Though in the end what takes place lies somewhere amidst the two methods, Bynum’s and Huntington’s, since any reading of a text makes manifest realities about both the text/author/subject of study and the reader. The question then becomes ‘are we open and cognisant enough to see the interpenetrations of these various dimensions as they play their game before us?’
babak

Andrew said...

Amy,

I sympathize with your concluding paragraph about being exposed to the text-critical method during your undergraduate degree. I too was deeply immersed in that methodological approach. I find that it can be very difficult to move from one approach to another when studying religious texts. Thus, I find that in my case (and perhaps in yours too) that when I am studying a religious text, I often get caught up in textual-criticism and have a hard time “stepping out of the box” per se. However, when I do find my way to another methodological approach in studying religious texts, the fruits can be rather plentiful. This said though, I am still making my way out from textual-criticism. What I mean by this is that, in particular, textual-criticism is, in a sense, is always my home base. If I am studying something and an alternative approach becomes overwhelming, I always default by stepping back into the box (of textual criticism).

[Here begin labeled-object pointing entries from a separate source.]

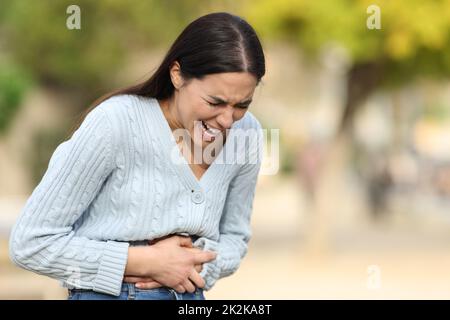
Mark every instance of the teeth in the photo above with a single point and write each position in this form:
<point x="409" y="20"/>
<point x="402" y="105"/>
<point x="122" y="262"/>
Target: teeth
<point x="212" y="131"/>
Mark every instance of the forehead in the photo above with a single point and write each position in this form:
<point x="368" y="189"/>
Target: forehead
<point x="229" y="86"/>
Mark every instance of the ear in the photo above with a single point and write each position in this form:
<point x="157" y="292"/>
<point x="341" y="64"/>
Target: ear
<point x="175" y="75"/>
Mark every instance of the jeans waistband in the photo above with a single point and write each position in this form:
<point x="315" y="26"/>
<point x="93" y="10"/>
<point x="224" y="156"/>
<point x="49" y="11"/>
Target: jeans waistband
<point x="145" y="242"/>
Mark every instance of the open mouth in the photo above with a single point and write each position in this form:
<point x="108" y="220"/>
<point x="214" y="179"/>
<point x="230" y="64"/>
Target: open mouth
<point x="209" y="134"/>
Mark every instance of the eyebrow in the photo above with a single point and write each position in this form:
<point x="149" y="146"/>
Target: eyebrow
<point x="219" y="100"/>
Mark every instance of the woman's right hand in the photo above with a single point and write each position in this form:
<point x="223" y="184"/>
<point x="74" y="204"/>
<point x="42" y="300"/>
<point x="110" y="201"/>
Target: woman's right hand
<point x="171" y="262"/>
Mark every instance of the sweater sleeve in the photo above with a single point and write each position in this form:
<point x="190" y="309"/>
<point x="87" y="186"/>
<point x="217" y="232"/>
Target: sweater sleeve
<point x="43" y="238"/>
<point x="234" y="226"/>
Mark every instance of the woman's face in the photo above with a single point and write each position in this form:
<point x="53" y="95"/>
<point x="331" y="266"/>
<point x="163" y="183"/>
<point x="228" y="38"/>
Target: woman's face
<point x="214" y="102"/>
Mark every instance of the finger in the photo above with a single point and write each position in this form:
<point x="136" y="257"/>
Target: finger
<point x="180" y="289"/>
<point x="187" y="284"/>
<point x="197" y="279"/>
<point x="133" y="279"/>
<point x="148" y="285"/>
<point x="194" y="250"/>
<point x="185" y="241"/>
<point x="204" y="256"/>
<point x="198" y="267"/>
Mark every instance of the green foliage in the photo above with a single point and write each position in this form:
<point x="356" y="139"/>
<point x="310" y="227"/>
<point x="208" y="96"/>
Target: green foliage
<point x="38" y="39"/>
<point x="13" y="84"/>
<point x="414" y="38"/>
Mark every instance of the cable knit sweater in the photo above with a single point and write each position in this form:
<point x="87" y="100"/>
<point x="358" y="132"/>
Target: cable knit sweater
<point x="115" y="182"/>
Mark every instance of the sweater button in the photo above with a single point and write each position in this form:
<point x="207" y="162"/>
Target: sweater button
<point x="197" y="197"/>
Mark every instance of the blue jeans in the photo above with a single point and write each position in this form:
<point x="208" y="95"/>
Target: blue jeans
<point x="130" y="292"/>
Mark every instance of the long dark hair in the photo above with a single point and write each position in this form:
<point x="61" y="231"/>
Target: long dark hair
<point x="214" y="43"/>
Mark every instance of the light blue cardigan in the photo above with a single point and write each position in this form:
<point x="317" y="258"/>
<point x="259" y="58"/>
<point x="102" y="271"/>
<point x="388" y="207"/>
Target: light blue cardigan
<point x="115" y="181"/>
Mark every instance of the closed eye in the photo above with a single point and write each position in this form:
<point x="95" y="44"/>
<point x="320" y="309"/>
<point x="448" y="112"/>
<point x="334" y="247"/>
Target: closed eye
<point x="216" y="104"/>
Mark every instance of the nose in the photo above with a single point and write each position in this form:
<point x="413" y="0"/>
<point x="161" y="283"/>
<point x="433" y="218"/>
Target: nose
<point x="226" y="117"/>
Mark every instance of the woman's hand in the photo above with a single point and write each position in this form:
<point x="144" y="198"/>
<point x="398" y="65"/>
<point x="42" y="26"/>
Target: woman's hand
<point x="149" y="283"/>
<point x="169" y="262"/>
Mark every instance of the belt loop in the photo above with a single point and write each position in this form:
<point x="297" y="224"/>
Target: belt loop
<point x="131" y="291"/>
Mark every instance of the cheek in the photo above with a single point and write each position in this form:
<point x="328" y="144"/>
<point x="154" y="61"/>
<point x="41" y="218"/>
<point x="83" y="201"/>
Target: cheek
<point x="239" y="114"/>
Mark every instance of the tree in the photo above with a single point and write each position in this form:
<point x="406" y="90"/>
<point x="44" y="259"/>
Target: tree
<point x="414" y="41"/>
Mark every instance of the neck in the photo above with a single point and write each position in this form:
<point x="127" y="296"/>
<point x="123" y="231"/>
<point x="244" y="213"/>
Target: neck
<point x="168" y="107"/>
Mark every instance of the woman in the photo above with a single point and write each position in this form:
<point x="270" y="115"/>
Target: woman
<point x="127" y="209"/>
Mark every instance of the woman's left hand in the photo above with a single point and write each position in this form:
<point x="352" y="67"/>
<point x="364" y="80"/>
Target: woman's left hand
<point x="149" y="283"/>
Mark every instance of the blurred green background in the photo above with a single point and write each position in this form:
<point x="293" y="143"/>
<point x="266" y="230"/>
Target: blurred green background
<point x="359" y="207"/>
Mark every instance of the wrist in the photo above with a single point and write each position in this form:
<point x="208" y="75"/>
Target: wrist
<point x="140" y="261"/>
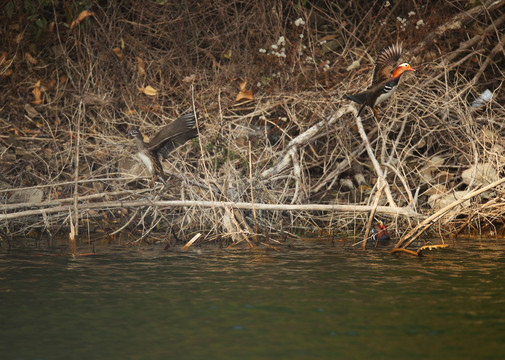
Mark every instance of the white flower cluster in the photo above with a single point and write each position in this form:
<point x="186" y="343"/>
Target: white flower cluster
<point x="278" y="49"/>
<point x="403" y="23"/>
<point x="299" y="22"/>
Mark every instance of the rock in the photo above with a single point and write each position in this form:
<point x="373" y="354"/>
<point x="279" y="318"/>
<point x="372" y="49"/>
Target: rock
<point x="431" y="166"/>
<point x="481" y="175"/>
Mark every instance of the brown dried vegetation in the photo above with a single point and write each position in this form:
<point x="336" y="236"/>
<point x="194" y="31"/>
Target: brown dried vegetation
<point x="268" y="79"/>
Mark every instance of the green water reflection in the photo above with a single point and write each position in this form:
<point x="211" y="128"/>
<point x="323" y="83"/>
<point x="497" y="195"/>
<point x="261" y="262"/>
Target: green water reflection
<point x="311" y="301"/>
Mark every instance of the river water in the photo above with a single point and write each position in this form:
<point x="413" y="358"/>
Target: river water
<point x="307" y="301"/>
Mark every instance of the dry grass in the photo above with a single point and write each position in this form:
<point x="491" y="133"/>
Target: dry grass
<point x="196" y="54"/>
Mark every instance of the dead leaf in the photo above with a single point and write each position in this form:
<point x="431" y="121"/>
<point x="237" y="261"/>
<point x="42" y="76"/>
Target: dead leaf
<point x="327" y="38"/>
<point x="30" y="110"/>
<point x="83" y="15"/>
<point x="118" y="53"/>
<point x="243" y="93"/>
<point x="149" y="91"/>
<point x="190" y="78"/>
<point x="31" y="59"/>
<point x="37" y="93"/>
<point x="141" y="66"/>
<point x="48" y="85"/>
<point x="3" y="57"/>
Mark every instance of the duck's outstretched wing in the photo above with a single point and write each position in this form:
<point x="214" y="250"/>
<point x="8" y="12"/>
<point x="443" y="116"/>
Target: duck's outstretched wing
<point x="386" y="62"/>
<point x="174" y="135"/>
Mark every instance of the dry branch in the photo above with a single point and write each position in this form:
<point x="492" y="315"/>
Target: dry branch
<point x="395" y="211"/>
<point x="406" y="240"/>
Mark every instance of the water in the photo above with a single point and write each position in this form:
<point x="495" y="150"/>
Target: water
<point x="308" y="301"/>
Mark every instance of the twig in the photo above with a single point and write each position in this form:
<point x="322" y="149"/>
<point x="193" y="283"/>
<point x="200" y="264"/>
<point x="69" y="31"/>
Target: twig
<point x="391" y="210"/>
<point x="372" y="157"/>
<point x="406" y="240"/>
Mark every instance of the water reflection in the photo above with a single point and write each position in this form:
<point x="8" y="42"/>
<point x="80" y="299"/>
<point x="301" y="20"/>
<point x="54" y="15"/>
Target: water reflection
<point x="311" y="300"/>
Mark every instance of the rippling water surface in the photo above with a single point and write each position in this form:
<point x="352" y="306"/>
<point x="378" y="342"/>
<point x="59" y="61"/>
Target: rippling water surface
<point x="307" y="301"/>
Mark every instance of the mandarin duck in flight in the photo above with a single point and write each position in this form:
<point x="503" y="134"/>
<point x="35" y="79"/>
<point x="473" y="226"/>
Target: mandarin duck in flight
<point x="386" y="76"/>
<point x="163" y="143"/>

Hence, even upon reading your blog, I can’t help but wonder what it might be like if I had a different starting point. I mean, of course, I use various different approaches to studying religion, but my biases always keep me rooted in at a general starting point. Thus, what if I were to start from somewhere else when studying a given text? Might an alternate starting point be more fruitful than that of textual-criticism? I’m not pretending to say that I suspect that there will be a stronger starting point than our common textual-critical method; rather, I can’t help but wonder if there could be a stronger starting point? Personally, I don’t feel I can recommend a particular point though, as I, myself, am still trying to figure this out, so this is just a thought.

Andrew

Adam Asgarali said...

Hi Amy,
I cant fully appreciate the text-critical method as much as Id like to, as I wrote most of my undergrad papers from a more phenomenological perspective. I really agree with Huntington that the act of locating a moment within its historical context creates a division, in which it becomes an object or "other" and this hinders the reader from extracting a meaningful truth, which you mentioned. I feel that so much of the meaning of a tradition or text can be understood by allowing it to influence and colour your understanding, an interpenetration as Babak said. Regardless of how much we can understand something from without (and thus looking inwards), something must be said for the experience of being within (and thus looking outward from this inner position). If we simply say that we can never achieve a clear and complete picture of a tradition, text, etc. and that all we have are incomplete fragments then we should ask ourselves: have we attempted to understand a phenomenon from an insider’s perspective? As Huntington mentions, so many concepts of Candrakirti's writing and thoughts would "...appear as nothing other than intellectual curiosities entirely uprooted from the Buddhist way of life which alone is capable of imparting to them their most profound significance." (p.9) Its interesting to note that in Arabic, the word that is used for study/studying comes from the root d-r-s. However, this root actually doesn’t meant to study but means to efface. I think that this notion of emptying oneself in order to appreciate and study something, especially religious traditions, could be a very effective means to gaining a deeper understanding of the significance and meaning of these phenomenon.